Cairne blickte seinem alten Freund nach. Niemals hätte er gedacht, dass es so weit kommen würde – ein Streit über etwas, das ein derart offensichtlicher Fehler war. Er wusste, dass Thrall im Grunde genauso dachte, doch aus irgendwelchen Gründen verfolgte der Orc seinen Weg unbeirrt weiter.
Thralls Worte taten Cairne weh. Er hatte nicht erwartet, dass der Orc seine Bedenken so schnell und entschieden übergehen würde. In Garrosh steckte Tugend, Cairne hatte es gesehen. Doch die Rücksichtslosigkeit, das taube Ohr für klugen Rat, die brennende Sucht nach Lob und Anerkennung – Cairnes Schwanz peitschte hin und her, und seine Gedanken wühlten ihn auf. Diese Charaktereigenschaften Garroshs mussten gezügelt werden, und natürlich würde Cairne dabei eine Rolle spielen. Garrosh würde seine Worte ignorieren, doch Cairne würde ihm seinen Rat zumindest anbieten.
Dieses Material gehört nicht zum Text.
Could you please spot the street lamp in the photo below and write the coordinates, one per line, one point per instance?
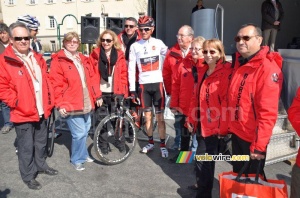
(57, 29)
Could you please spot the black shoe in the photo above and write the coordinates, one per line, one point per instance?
(49, 171)
(193, 187)
(33, 184)
(173, 159)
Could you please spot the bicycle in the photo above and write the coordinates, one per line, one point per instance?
(50, 134)
(118, 125)
(118, 131)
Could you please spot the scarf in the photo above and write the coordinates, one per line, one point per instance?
(105, 66)
(128, 42)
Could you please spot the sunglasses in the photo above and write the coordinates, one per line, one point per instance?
(244, 38)
(195, 48)
(106, 40)
(129, 26)
(212, 52)
(19, 38)
(72, 42)
(144, 29)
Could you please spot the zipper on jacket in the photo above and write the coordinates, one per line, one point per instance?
(252, 104)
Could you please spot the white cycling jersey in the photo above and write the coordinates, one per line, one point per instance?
(148, 56)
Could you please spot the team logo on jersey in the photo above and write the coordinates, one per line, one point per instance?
(20, 73)
(275, 77)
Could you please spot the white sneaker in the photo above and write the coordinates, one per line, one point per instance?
(147, 148)
(164, 152)
(89, 159)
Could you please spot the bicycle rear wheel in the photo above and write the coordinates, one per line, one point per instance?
(110, 145)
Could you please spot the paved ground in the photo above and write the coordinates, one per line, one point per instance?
(140, 176)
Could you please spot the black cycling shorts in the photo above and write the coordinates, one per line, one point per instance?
(152, 94)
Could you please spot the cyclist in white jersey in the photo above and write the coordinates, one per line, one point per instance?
(147, 55)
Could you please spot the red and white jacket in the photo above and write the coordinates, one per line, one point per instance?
(294, 118)
(120, 77)
(253, 98)
(170, 67)
(209, 102)
(67, 85)
(17, 90)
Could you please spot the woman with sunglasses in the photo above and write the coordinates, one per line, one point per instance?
(207, 111)
(109, 61)
(76, 91)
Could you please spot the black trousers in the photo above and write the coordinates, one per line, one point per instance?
(205, 169)
(31, 142)
(241, 147)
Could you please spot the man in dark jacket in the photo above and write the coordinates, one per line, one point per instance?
(4, 42)
(272, 15)
(25, 88)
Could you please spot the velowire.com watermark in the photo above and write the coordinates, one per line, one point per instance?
(188, 157)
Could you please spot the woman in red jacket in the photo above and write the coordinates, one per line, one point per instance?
(108, 60)
(207, 111)
(75, 91)
(294, 117)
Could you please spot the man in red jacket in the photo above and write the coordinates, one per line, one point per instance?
(294, 117)
(179, 52)
(25, 88)
(253, 97)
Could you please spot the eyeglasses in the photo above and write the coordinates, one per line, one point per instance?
(106, 40)
(244, 38)
(72, 42)
(180, 35)
(19, 38)
(195, 48)
(144, 29)
(212, 52)
(129, 26)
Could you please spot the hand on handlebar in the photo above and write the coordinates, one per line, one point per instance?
(135, 98)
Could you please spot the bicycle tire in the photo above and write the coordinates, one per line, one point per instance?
(115, 156)
(50, 135)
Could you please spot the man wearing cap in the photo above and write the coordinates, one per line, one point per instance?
(147, 55)
(4, 42)
(25, 88)
(33, 24)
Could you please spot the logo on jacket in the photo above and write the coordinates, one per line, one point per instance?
(275, 77)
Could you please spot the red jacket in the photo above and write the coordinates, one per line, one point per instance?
(17, 91)
(170, 67)
(120, 78)
(211, 96)
(294, 118)
(183, 85)
(253, 98)
(67, 84)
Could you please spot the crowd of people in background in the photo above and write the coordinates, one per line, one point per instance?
(210, 97)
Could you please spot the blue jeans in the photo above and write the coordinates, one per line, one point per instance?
(6, 114)
(177, 127)
(79, 126)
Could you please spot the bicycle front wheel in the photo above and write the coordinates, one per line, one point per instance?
(114, 139)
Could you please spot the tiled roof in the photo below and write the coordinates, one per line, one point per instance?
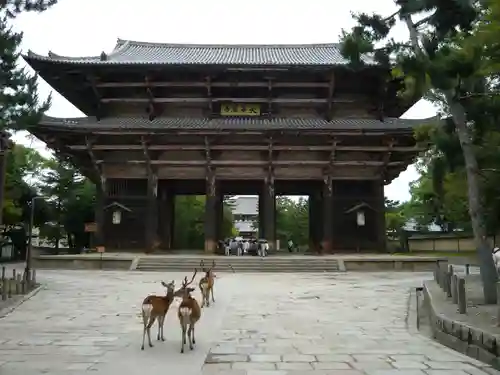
(187, 123)
(142, 53)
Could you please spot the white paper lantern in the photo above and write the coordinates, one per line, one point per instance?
(117, 217)
(360, 219)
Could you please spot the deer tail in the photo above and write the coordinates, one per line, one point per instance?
(147, 308)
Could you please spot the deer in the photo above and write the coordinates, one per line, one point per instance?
(156, 307)
(189, 313)
(206, 284)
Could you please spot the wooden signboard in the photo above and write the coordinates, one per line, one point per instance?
(90, 227)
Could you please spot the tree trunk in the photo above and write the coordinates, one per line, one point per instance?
(58, 231)
(488, 272)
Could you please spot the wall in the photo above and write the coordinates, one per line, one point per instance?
(444, 242)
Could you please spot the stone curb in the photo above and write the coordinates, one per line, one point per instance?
(471, 341)
(9, 309)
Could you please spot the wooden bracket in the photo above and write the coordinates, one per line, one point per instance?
(95, 164)
(93, 84)
(209, 94)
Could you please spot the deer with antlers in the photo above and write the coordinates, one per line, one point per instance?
(206, 284)
(156, 307)
(189, 312)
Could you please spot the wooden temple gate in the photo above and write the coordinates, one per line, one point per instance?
(204, 120)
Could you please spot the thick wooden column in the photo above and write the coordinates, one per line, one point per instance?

Er blickte zu Mannoroths Schädel auf und schaute in die dunklen Augenhöhlen.
„Grom, wenn dein Geist hier ist, dann hilf uns, deinen Sohn anzuleiten. Du hast dich für die Horde geopfert. Ich weiß, du willst nicht, dass dein Sohn sie zerstört.“
Er bekam keine Antwort. Wenn Grom tatsächlich hier war, zusammen mit dem großen Bösen, das er vernichtet hatte, so sprach er nicht zu ihm. Cairne war auf sich allein gestellt.